A reliance on “tell, don’t show.”
Spider-sense is useless.
|Jarring cutaway gags that distract from the story.|
Everything that has been building up from the beginning of the series comes to a head here, from Norman Osborn's evil plans to Dr. Octopus's treachery. And... well, that's it.
But while the plot is simple, the plot is by no means thin. And that has to do with the characterization.
Norman Osborn's obsession with Spider-Man, Dr. Octopus's backstabbing... that's all you need. Put these three characters in a room and let them hash out the issues that have been growing since the show started. No gimmicks, no nonsensical plots, no ham-fisted morals that fall flat. Just three characters carrying the story by way of their interactions. Drama delivered in a way that had rarely been seen since The Spectacular Spider-Man, honestly.
The episode is very rewarding for people who have been following the show from the beginning, which is very ironic. When Jeph Loeb took Marvel's animation department under his wing, the first thing he did was tell the writers to focus less on ongoing subplots.
He had a bit of a point, to be honest. As much as I love Avengers: Earth's Mightiest Heroes, it can be difficult to follow if you haven't been watching from the beginning. A series with more self-contained episodes allows one to jump in the middle and watch with little risk of confusion. And yet, this episode shows exactly why an ongoing storyline works so well. I'll go into this more when I talk about Season 1 as a whole.
But additionally, this episode is actually a great example of how to do long fight scenes well.
When I criticize Avengers Assemble for its long fight scenes, its because the fight scenes are usually used as a stalling tactic for both the writers and the characters.
Avengers: "We don't know how to beat it, so let's fight it to keep it away from civilians and/or figure out its weakness."
Iron Man and Falcon will usually scan the enemy for technobabble at this point, creating the illusion that the plot is moving forward. Banter is also used to keep the audience interested during this time.
But every fight scene in this episode has a purpose.
The first fight illustrates that the team has come a long way. The brief fight between Spider-Man and Doc Ock sets the stage for Osborn's arrival. The all-out brawl between everyone prominently features the Green Goblin resisting Doc Ock's control until he takes over the fight himself. The Sandwich Club getting their butts kicked shows how powerful this new foe is. And the final Spidey vs. Goblin brawl acts as a release for all the tension between Spider-Man and Osborn since the beginning of the series.
So while the episode features quite a bit of fighting, the fighting actually furthers the plot.
Not only does Norman Osborn physically change, but Harry's life is forever changed, as is the dynamic between Doc Ock and Norman Osborn.

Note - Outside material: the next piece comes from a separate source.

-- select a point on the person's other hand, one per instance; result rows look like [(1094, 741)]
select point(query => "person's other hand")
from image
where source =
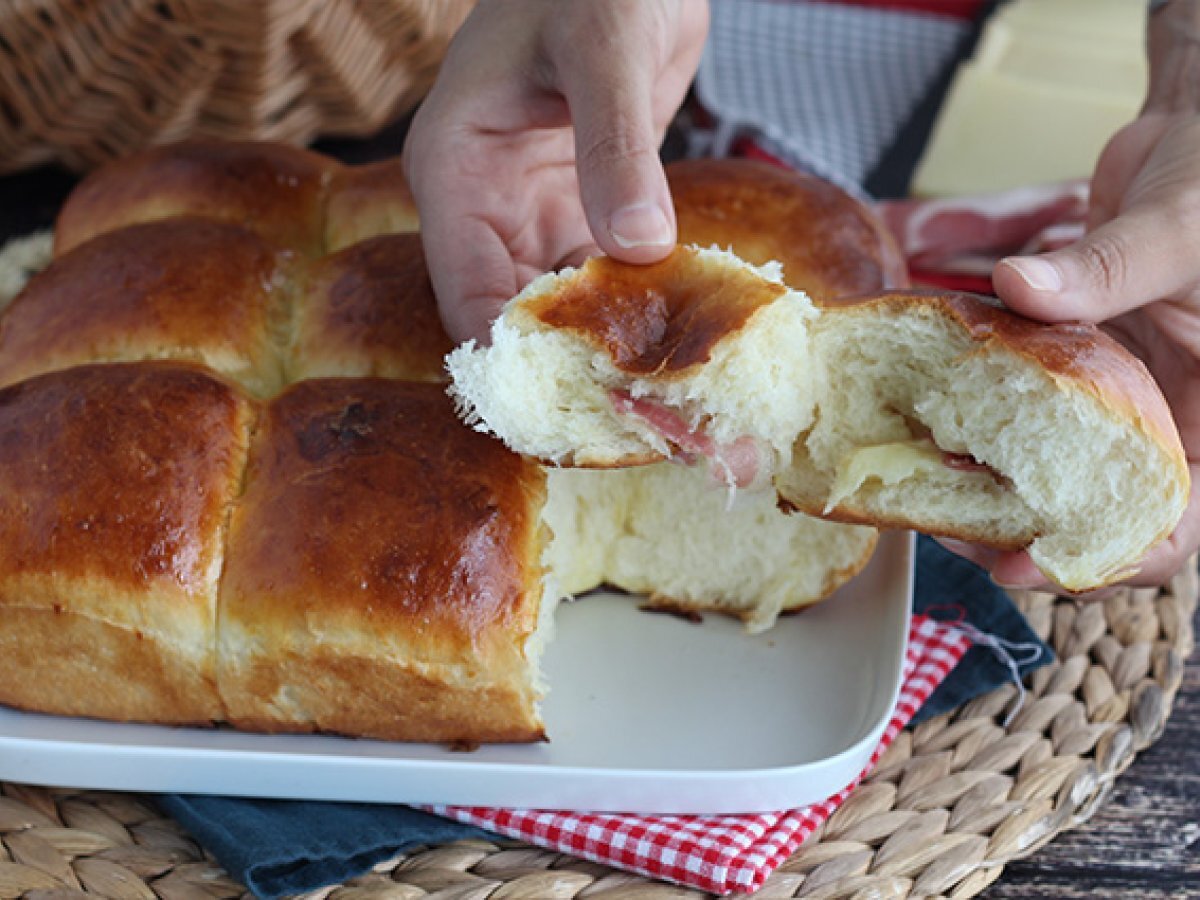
[(1138, 268), (538, 144)]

And to top it all off, the episode not only opens with Spider-Man talking about how the Sandwich Club's dynamic has changed for the better, with everybody working much better as a team than at the beginning of the season, but it closes with Spider-Man putting the Sandwich Club behind him. Though I think we all know that Spider-Man will not ditch the Sandwich Club.
|Until he finds some new teammates.|
Norman Osborn/Green Goblin
Actually, I'm going to forgo discussing ol' Stormin' Norman until I talk about the second part of this story.
Same with Spider-Man.
So much for his revenge. But hey, Doc Ock knows when to beat a hasty retreat, and a collapsing lair fits that definition. A shame, though, that his final episode kind of got hijacked by Norman Osborn.
For an episode where the Sandwich Club gets talked up quite a bit, they don't actually do much that impacts the plot other than free Spider-Man. I'd imagine that the writers decided to drive home the supposed importance the Sandwich Club to make the episode's cliffhanger more of a shocking swerve.
Still... it would have been nice to see more of them affecting the plot. With much of the show's ongoing mythos outright ignoring them, it can becomes difficult to see why exactly they're supposed to be so important.
After my harping on about how the Sandwich Club treats Spider-Man like crap, I find it interesting that my opinion can be summarized as "I don't like them. Give me more of them."
While this show has certainly given us better-looking fights, this episode's no slouch in that department. And there's only so much you can do with the Green Goblin in a one-on-one fight with only his strength and durability on his side. It's basically a Hulk fight scene, without the gimmicky flashiness of, say, a Venom fight.
Having said that, the actual animation of the episode is consistent with previous episodes. Except for when Harry and Peter take a cue from the anime school of facial expressions.
Great Irresponsibility Count: 2
To be fair, both counts are caused by the show breaking the fourth wall... but I'm counting them. Spider-Man gets an urgent call, stands on a rooftop to watch Harry for a bit, then he answers the call. Even then,
Another solid addition to the end of this season. We'll see if the second part of this story can live up to what the first part promises while continuing the themes.
Now, I'm not saying that the next episode goes in a different direction, but it was written by "Me Time" (Jacob Semahn) while this episode was written by the guy behind "Field Trip" and "Run Pig Run" (Eugene Son).
...Actually, now I'm wondering why Thor wasn't involved here, with that track record.